Grounded language interpretation of robotic commands through structured learning

Abstract The presence of robots in everyday life is increasing day by day at a growing pace. Industrial and working environments, health-care assistance in public or domestic areas can benefit from robots' services to accomplish manifold tasks that are difficult and annoying for humans. In such scenarios, Natural Language interactions, enabling collaboration and robot control, are meant to be situated, in the sense that both the user and the robot access and make reference to the environment. Contextual knowledge may thus play a key role in solving inherent ambiguities of grounded language as, for example, the prepositional phrase attachment. In this work, we present a linguistic pipeline for semantic processing of robotic commands, that combines discriminative structured learning, distributional semantics and contextual evidence extracted from the working environment.

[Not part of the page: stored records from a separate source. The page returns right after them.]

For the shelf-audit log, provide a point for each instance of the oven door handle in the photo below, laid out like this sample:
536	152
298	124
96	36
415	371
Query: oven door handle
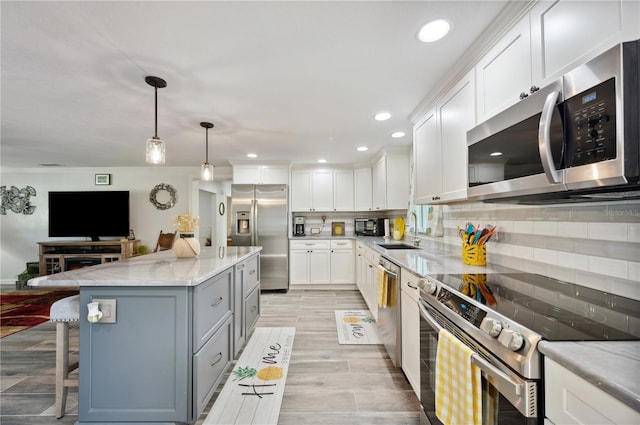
497	378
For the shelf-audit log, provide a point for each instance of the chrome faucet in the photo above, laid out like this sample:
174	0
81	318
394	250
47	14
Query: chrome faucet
416	239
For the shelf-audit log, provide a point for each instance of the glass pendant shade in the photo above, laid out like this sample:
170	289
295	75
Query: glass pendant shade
155	151
206	172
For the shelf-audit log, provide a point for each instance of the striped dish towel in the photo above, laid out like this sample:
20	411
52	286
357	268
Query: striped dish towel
383	290
458	383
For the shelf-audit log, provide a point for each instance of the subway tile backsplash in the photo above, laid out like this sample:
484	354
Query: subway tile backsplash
596	245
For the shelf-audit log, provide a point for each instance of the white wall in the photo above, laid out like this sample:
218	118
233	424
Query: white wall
19	234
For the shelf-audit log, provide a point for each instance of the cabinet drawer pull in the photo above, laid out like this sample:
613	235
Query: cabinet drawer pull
217	360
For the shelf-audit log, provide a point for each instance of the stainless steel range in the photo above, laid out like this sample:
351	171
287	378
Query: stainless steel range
502	317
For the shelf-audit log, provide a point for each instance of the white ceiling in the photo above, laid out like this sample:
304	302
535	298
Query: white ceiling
291	80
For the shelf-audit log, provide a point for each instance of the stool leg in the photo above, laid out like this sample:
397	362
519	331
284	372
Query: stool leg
62	366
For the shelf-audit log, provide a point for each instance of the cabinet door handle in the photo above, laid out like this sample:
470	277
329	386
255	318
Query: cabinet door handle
217	360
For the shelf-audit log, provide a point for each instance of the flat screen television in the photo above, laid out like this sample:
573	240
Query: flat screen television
91	214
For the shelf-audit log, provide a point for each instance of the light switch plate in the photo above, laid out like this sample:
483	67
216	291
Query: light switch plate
108	308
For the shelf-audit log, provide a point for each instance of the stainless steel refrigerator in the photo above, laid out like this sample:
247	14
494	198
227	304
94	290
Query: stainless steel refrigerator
260	218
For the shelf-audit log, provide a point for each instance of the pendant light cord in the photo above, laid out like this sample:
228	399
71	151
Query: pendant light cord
207	147
156	124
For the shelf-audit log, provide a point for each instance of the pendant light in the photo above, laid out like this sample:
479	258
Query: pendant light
206	169
155	146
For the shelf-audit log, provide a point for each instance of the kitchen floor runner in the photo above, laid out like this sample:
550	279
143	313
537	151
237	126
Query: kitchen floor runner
253	393
356	327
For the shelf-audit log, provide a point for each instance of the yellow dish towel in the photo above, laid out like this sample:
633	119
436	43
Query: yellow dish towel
458	383
382	284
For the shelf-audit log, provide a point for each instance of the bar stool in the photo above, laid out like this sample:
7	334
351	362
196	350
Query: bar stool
62	312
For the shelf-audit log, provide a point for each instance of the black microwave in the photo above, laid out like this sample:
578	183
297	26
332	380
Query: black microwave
576	139
368	226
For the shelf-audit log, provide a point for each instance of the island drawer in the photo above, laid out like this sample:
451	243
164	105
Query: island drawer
213	300
209	365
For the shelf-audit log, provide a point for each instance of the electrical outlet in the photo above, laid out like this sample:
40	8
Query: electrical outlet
108	308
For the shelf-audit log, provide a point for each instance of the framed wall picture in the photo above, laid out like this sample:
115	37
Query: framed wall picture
103	179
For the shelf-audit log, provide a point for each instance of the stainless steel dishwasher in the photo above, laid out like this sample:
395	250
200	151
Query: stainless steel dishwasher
389	325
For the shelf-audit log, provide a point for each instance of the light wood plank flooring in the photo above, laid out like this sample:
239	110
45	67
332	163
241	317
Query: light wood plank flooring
327	383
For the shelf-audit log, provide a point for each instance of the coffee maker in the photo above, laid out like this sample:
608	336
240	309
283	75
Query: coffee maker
298	226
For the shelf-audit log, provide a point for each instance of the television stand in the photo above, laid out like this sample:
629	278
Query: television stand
60	256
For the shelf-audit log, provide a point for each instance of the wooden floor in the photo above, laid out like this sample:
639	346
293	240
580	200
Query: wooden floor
327	383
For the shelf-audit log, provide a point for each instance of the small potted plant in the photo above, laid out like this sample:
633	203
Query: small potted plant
187	245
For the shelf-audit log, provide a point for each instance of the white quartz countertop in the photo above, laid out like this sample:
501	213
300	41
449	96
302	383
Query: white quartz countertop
157	269
429	258
612	366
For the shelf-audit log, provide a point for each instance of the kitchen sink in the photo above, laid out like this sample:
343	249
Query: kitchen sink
396	246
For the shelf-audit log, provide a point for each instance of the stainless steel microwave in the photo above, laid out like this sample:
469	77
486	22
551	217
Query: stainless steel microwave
576	139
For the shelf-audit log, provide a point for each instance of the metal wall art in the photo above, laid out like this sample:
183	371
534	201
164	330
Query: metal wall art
17	200
173	196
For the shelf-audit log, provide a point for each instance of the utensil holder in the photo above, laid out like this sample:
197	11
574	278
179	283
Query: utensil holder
474	255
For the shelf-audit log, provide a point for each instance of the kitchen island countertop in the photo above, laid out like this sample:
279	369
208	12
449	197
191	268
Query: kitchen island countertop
156	269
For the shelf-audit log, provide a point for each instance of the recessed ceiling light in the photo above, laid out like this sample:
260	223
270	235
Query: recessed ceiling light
434	30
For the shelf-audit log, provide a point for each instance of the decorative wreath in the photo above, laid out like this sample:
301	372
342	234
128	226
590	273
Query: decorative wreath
173	195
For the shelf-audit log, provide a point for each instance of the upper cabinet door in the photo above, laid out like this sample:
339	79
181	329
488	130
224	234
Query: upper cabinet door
362	185
457	114
505	72
343	190
565	34
427	160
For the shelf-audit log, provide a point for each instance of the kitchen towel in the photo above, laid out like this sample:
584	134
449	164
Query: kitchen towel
458	383
383	287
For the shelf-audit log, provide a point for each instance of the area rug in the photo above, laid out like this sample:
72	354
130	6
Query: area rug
20	310
356	327
253	393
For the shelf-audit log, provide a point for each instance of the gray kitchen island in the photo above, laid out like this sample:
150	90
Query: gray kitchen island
170	328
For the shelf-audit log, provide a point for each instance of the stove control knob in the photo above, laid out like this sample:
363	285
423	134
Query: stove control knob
491	326
511	339
428	286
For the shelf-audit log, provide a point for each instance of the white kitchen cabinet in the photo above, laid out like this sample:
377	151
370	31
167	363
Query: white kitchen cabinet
312	190
362	187
457	115
570	399
342	261
390	181
309	261
427	160
410	329
343	190
565	34
505	72
260	174
378	186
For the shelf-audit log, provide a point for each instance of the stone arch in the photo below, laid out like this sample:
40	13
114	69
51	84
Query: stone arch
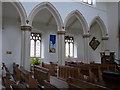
21	11
101	24
51	9
81	19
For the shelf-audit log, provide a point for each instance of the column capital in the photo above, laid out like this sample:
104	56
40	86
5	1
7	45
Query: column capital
86	35
26	28
105	38
61	32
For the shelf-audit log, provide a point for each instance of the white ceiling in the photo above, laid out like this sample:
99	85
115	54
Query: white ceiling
9	11
44	19
73	26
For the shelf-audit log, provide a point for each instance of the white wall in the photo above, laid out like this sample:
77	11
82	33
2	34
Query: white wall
0	35
112	13
11	41
95	55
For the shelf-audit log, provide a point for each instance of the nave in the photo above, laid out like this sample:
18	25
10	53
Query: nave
55	45
51	76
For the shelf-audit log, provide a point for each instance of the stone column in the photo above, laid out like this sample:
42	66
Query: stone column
105	39
86	48
1	42
25	47
61	48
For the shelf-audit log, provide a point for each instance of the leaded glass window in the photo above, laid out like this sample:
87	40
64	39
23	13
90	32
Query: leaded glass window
69	46
35	45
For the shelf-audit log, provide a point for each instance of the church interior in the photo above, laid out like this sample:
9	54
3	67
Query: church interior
60	45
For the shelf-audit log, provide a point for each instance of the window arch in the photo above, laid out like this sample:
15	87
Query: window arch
51	9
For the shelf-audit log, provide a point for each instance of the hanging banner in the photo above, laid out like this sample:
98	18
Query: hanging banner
52	44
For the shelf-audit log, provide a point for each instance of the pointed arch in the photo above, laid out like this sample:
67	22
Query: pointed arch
51	9
21	11
100	22
81	19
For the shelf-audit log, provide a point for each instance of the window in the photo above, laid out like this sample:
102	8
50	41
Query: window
69	46
35	45
88	1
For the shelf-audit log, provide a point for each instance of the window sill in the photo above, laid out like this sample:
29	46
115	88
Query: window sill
71	58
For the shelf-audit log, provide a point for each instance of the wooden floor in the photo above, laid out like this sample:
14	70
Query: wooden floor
58	83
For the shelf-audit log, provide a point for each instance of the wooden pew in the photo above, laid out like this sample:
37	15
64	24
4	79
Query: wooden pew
67	71
25	76
47	85
111	79
83	85
41	74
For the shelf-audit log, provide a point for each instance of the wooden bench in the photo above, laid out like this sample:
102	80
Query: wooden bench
47	85
67	71
25	76
111	79
75	83
52	67
41	74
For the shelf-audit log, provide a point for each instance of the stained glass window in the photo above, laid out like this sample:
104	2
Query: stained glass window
69	46
88	1
35	45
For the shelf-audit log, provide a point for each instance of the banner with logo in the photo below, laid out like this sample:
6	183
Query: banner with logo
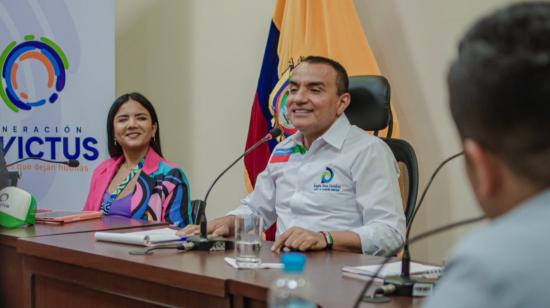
57	83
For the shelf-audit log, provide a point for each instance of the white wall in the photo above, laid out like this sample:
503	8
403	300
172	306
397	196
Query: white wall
198	61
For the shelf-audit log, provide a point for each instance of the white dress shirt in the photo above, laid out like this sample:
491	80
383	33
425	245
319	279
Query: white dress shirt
346	181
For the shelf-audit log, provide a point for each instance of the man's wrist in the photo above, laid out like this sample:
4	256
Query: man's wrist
328	239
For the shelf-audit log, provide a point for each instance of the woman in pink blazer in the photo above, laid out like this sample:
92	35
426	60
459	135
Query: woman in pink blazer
137	182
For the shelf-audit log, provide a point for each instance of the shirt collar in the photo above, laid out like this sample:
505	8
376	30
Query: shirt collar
335	135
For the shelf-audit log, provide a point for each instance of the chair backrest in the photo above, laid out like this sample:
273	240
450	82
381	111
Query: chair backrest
370	103
370	110
406	158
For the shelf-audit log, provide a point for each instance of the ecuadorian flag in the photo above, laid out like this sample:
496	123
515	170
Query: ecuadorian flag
300	28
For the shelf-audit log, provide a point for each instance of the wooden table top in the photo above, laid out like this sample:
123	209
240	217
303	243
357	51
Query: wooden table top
207	272
9	236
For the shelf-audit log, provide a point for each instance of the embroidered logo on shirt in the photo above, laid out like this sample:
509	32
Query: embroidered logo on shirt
283	155
326	178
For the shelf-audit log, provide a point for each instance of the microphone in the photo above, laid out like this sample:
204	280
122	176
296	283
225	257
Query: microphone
406	260
17	207
203	243
404	285
71	162
377	297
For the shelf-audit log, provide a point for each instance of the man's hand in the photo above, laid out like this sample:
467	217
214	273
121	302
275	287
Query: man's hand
300	239
222	226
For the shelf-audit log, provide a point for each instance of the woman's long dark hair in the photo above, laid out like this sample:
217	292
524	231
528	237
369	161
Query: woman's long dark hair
115	150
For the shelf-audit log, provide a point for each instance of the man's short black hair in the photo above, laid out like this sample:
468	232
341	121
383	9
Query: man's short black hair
499	88
342	79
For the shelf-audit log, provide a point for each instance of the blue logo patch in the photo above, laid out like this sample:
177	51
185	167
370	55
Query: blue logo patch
327	176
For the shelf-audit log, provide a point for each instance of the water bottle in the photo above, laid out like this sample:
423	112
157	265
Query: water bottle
291	289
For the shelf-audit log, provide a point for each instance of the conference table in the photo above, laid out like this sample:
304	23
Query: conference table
11	264
76	270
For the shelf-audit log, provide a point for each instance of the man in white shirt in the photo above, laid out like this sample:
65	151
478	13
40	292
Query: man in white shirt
330	184
499	90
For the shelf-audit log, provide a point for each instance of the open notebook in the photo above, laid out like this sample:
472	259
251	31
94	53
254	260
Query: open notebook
142	238
390	269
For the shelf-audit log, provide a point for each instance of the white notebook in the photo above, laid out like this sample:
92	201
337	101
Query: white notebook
391	269
142	238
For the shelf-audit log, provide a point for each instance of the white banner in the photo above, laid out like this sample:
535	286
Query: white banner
57	84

The final goal is to make the interpretation process of linguistic exchanges depending on physical, cognitive and language-dependent aspects. We present, formalize and discuss an adaptive Spoken Language Understanding chain for robotic commands, that explicitly depends on the operational context during both the learning and processing stages. The resulting framework allows to model heterogeneous information concerning the environment (e.g., positional information about the objects and their properties) and to inject it in the learning process. Empirical results demonstrate a significant contribution of such additional dimensions, achieving up to a 25% of relative error reduction with respect to a pipeline that only exploits linguistic evidence.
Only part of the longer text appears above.